Hanya karena teknologinya belum cukup matang dan biaya pembuatannya sangat mahal, produk tersebut tidak dapat dipopulerkan di pasaran.
Lengan ini jelas jauh lebih canggih daripada lengan bionik di kehidupan sebelumnya.
Pertama-tama, itu lebih indah.
Dia benar-benar terobsesi dengan penampilan.
“Xing’er, di mana Tuan Muda Keenam?” tanya Su Xiaoxiao kepada pelayan di ruangan itu.
Wei Liulang tinggal di keluarga Qin sebagai guru bela diri dari ketiga anak kecil itu.
Pelayan wanita itu berkata, “Dia pergi ke taman bersama beberapa tuan muda.”
Ibu kota pada bulan Juni terlalu panas.
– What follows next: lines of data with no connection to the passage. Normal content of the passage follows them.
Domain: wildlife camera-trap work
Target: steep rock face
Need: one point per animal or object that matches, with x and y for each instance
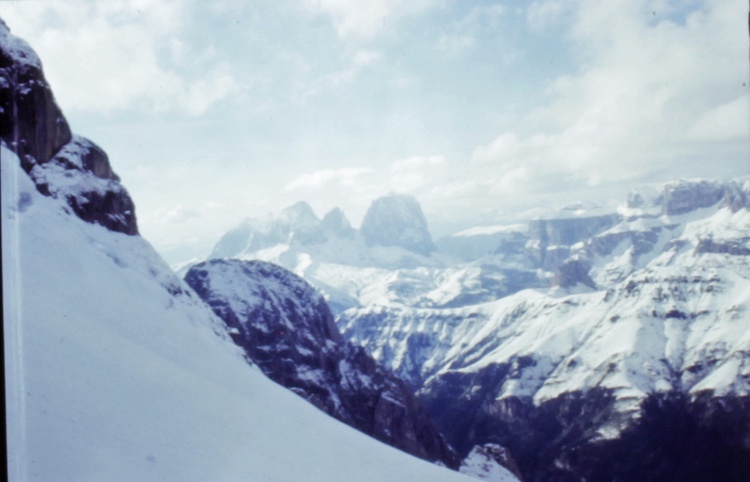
(397, 220)
(335, 222)
(286, 328)
(551, 240)
(61, 165)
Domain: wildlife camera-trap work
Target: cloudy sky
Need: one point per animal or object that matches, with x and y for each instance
(216, 111)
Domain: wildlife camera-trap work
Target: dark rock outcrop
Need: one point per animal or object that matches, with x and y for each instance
(286, 328)
(60, 164)
(397, 220)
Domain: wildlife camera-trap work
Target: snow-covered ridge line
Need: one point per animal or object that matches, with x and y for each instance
(121, 373)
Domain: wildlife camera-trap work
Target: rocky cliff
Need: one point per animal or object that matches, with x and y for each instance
(286, 328)
(61, 165)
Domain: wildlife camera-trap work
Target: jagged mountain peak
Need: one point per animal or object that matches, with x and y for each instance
(300, 214)
(397, 220)
(335, 222)
(62, 166)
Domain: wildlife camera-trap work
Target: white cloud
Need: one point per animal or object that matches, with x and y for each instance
(481, 21)
(649, 89)
(328, 178)
(121, 55)
(365, 19)
(362, 60)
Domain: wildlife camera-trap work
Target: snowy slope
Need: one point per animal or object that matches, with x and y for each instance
(678, 322)
(116, 371)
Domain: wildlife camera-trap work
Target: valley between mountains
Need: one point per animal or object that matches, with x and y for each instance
(585, 344)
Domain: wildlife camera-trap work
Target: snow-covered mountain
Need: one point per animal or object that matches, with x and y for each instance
(650, 302)
(288, 331)
(116, 370)
(552, 342)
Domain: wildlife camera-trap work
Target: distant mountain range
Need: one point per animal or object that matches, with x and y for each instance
(554, 338)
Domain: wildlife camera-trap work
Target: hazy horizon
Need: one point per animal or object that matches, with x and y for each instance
(215, 112)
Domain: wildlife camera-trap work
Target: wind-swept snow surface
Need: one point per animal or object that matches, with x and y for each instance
(117, 372)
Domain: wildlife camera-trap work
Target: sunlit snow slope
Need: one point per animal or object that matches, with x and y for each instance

Ketiga anak kecil itu menjulurkan lidah mereka. Wei Liulang membawa mereka keluar untuk mendayung perahu.
Saat mendayung, ia melihat sekilas sosok licik di puncak tembok.
Dia menarik perahu ke tepi pantai dan memanggil ketiga anak kecil itu agar dijaga oleh para pelayan. Dia pergi untuk menghalangi seseorang yang sudah setengah jalan melewati tembok.
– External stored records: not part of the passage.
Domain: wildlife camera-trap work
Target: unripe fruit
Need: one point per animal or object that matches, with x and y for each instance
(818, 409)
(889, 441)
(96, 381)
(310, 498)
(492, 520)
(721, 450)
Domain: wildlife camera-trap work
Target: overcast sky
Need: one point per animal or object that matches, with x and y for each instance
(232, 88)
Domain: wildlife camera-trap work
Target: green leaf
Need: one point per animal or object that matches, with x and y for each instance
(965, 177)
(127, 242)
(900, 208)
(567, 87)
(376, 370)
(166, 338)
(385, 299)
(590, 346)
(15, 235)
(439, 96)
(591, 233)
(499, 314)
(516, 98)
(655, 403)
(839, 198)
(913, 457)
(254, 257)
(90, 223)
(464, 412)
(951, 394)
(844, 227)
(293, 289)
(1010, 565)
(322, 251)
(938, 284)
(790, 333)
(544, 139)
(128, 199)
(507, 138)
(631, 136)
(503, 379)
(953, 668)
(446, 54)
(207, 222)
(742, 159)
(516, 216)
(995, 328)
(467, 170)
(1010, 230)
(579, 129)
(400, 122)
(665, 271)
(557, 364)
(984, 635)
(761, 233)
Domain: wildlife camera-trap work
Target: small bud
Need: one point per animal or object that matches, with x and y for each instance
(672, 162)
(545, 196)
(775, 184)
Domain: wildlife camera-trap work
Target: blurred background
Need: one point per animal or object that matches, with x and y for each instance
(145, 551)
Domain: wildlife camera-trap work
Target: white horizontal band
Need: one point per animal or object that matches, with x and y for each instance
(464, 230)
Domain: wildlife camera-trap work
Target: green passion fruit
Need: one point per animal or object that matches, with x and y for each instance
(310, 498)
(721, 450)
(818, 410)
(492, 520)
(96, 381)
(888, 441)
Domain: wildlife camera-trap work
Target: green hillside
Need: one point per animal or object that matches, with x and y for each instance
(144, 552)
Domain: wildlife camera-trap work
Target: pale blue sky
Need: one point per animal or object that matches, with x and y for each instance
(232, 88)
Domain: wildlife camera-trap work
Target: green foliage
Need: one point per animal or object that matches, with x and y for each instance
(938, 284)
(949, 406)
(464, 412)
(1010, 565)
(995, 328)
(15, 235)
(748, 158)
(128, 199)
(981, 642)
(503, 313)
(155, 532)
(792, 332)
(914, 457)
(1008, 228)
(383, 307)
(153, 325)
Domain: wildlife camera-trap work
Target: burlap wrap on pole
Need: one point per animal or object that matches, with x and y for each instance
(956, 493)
“Kalian tidak bisa bertemu sebelum pernikahan,” kata Wei Liulang. “Bersabarlah beberapa hari lagi.”
Wei Ting mengangkat alisnya dan berkata, “Kakak Keenam, jika kau bisa datang, kenapa aku tidak bisa?”
Wei Liulang meliriknya, “Aku berbeda. Nenek memintaku datang.”
untuk berjaga-jaga terhadapmu.”
Sudut bibir Wei Ting berkedut saat dia berkata dingin, “Aku di sini bukan untuk menemuinya, aku ingin menemui putra-putraku. Aku sudah lama tidak bertemu mereka. Mereka pasti sangat merindukanku.”
Wei Liulang menghampiri Xiaohu yang sedang mengupas kulit biji teratai. “Xiaohu, apakah kamu merindukan Ayah?”
Xiaohu sudah sebulan tidak bertemu Wei Ting. Ketika mendengar kata Ayah, Xiaohu tercengang. Ekspresinya seolah berkata, “Apa itu Ayah? Apakah itu bisa dimakan?”
Wei Ting terdiam.
Wei Ting memanjat tembok dari sisi lain.
Pria berbaju putih berdiri di atas tembok dan menatapnya dari atas. “Apakah Tuan Muda akan turun sendiri, atau haruskah saya menendang Tuan Muda agar turun?”
Wei Ting meludah, “Baili Chen, kau kejam sekali!”
Ketika Su Xiaoxiao menyilangkan tangannya dan datang mencari Wei Liulang, Wei Ting sudah diseret dari tanah oleh Baili Chen seperti karung pasir. Wajahnya dipenuhi keputusasaan.
“Kakak Keenam.” Su Xiaoxiao menyapanya.
Wei Liulang sedikit mengangguk. “Xiaoxiao.”
Su Xiaoxiao membuka kotak itu dan memperlihatkan sebuah lengan emas berkilauan kepadanya.
Wei Liulang terkejut. “Ini…”
“Lengan barumu!” Su Xiaoxiao tersenyum dan berkata, “Ini dibagi menjadi beberapa tahap. Tahap pertama mengharuskanmu untuk memakai rongga penerimaan. Setelah kamu beradaptasi, kamu dapat melepas rongga penerimaan dan aku dapat melakukan operasi untuk menghubungkan ke neuron. Jika kamu berhasil, kamu akan memiliki lengan baru. Bagaimana menurutmu? Apakah kamu suka?”
Wei Liulang tidak mengerti jargon profesional, tetapi dia secara kasar memahami bahwa ini adalah lengan buatan baru yang dibuatkan oleh saudara iparnya untuknya.
Ia melihat sekilas dan jantungnya berdebar kencang.